Freshly prepared Limoncello Tiramisu on white plate

Limoncello Tiramisu is a refreshing twist on the classic Italian dessert, featuring bright lemon flavors blended with creamy mascarpone and soaked ladyfingers infused with Limoncello liqueur.

Ingredients

Scale
  • 1 cup Limoncello liqueur
  • 6 large egg yolks
  • 3/4 cup granulated sugar
  • 1 1/2 cups mascarpone cheese
  • 1 1/2 cups heavy cream
  • 24 ladyfinger cookies
  • Zest of 2 lemons
  • Fresh lemon slices, for garnish (optional)
  • Powdered sugar, for dusting

Instructions

  1. In a heatproof bowl, whisk egg yolks and sugar together.

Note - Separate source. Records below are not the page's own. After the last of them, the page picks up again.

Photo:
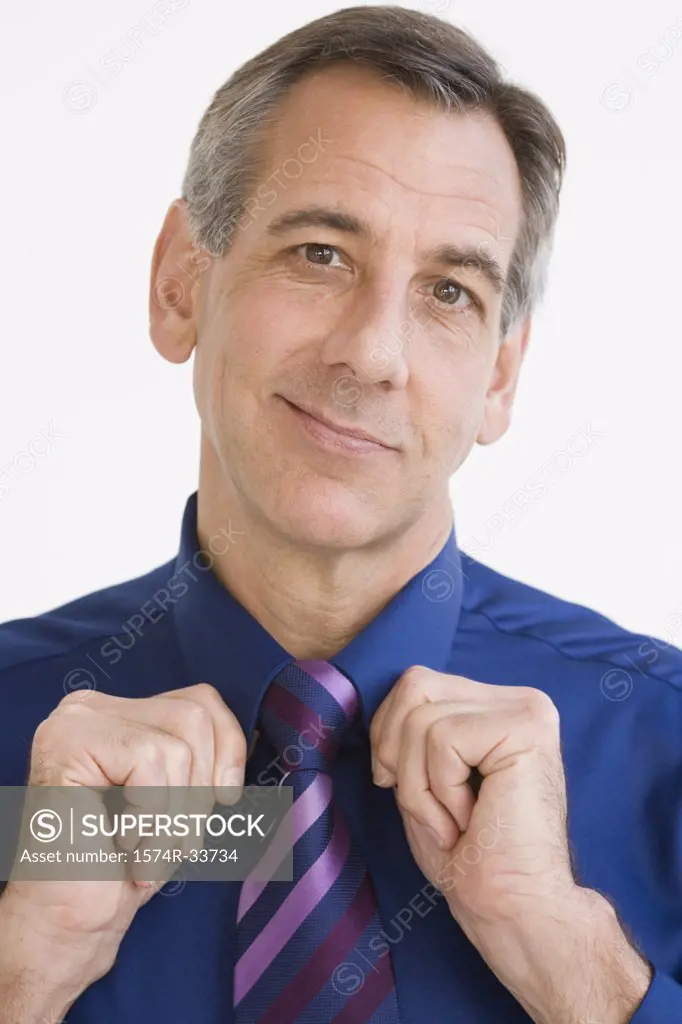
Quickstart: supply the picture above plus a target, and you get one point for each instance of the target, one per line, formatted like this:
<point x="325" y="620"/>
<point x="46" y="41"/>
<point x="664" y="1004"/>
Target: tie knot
<point x="305" y="713"/>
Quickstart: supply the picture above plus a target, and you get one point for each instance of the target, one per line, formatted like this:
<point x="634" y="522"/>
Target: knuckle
<point x="150" y="752"/>
<point x="208" y="691"/>
<point x="180" y="754"/>
<point x="408" y="801"/>
<point x="539" y="709"/>
<point x="439" y="732"/>
<point x="194" y="717"/>
<point x="413" y="680"/>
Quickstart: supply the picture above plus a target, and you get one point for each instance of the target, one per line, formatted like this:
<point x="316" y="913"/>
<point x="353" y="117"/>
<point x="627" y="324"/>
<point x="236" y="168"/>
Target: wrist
<point x="43" y="970"/>
<point x="571" y="961"/>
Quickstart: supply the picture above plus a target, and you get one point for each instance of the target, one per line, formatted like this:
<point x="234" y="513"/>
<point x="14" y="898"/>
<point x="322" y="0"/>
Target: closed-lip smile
<point x="347" y="431"/>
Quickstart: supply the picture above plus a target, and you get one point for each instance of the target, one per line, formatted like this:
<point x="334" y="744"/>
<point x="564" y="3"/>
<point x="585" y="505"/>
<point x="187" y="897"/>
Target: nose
<point x="372" y="337"/>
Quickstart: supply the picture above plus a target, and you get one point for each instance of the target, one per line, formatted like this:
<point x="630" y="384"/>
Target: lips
<point x="348" y="431"/>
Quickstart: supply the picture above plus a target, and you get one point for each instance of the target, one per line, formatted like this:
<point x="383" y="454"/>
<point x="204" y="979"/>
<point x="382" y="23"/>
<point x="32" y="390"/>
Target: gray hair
<point x="431" y="59"/>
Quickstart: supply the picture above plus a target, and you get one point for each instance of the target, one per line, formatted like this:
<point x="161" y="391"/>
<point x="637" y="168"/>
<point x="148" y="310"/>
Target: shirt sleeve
<point x="663" y="1003"/>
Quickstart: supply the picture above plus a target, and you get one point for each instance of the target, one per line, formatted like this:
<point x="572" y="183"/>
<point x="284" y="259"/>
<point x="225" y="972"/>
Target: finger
<point x="183" y="719"/>
<point x="83" y="747"/>
<point x="449" y="775"/>
<point x="415" y="792"/>
<point x="230" y="744"/>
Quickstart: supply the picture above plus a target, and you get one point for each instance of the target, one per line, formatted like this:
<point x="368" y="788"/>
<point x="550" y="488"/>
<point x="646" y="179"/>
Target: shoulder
<point x="520" y="619"/>
<point x="34" y="643"/>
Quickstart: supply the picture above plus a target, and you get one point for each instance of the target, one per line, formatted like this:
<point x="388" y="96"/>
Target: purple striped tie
<point x="310" y="950"/>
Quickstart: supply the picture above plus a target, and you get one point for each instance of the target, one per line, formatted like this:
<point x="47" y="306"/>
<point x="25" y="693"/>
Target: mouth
<point x="338" y="436"/>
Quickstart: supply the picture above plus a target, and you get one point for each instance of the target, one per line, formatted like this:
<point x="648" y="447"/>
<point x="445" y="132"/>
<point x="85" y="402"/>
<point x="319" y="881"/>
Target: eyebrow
<point x="467" y="257"/>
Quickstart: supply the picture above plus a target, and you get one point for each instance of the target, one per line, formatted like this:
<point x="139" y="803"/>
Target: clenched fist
<point x="58" y="937"/>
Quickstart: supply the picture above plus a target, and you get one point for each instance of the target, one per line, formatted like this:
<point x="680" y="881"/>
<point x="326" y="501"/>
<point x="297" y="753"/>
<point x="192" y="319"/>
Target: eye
<point x="448" y="292"/>
<point x="317" y="253"/>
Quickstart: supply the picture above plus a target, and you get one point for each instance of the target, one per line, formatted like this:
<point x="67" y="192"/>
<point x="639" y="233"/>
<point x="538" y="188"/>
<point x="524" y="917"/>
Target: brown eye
<point x="316" y="253"/>
<point x="449" y="292"/>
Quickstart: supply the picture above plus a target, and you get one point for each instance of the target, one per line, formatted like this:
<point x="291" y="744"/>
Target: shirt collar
<point x="222" y="644"/>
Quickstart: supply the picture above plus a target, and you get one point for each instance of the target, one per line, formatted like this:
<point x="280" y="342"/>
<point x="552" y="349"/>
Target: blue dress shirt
<point x="620" y="698"/>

Place over simmering water and whisk constantly until the mixture thickens and reaches about 160°F (70°C). Remove from heat and let cool.
  2. Fold the mascarpone cheese into the cooled egg yolk mixture until smooth.
  3. In a separate bowl, whip the heavy cream until stiff peaks form. Gently fold the whipped cream into the mascarpone mixture.
  4. Pour Limoncello into a shallow dish. Quickly dip each ladyfinger into the Limoncello, making sure not to soak them too long.
  5. Arrange a layer of soaked ladyfingers in the bottom of a serving dish.
  6. Spread half of the mascarpone cream mixture over the ladyfingers.
  7. Add a layer of lemon zest and repeat with another layer of dipped ladyfingers and the remaining mascarpone cream.
  8. Cover and refrigerate for at least 4 hours or overnight to set.
  9. Before serving, dust with powdered sugar, garnish with fresh lemon slices and extra lemon zest if desired.

Notes

For a non-alcoholic version, substitute Limoncello with lemon syrup mixed with a little water; chill ladyfingers before assembling for a firmer texture.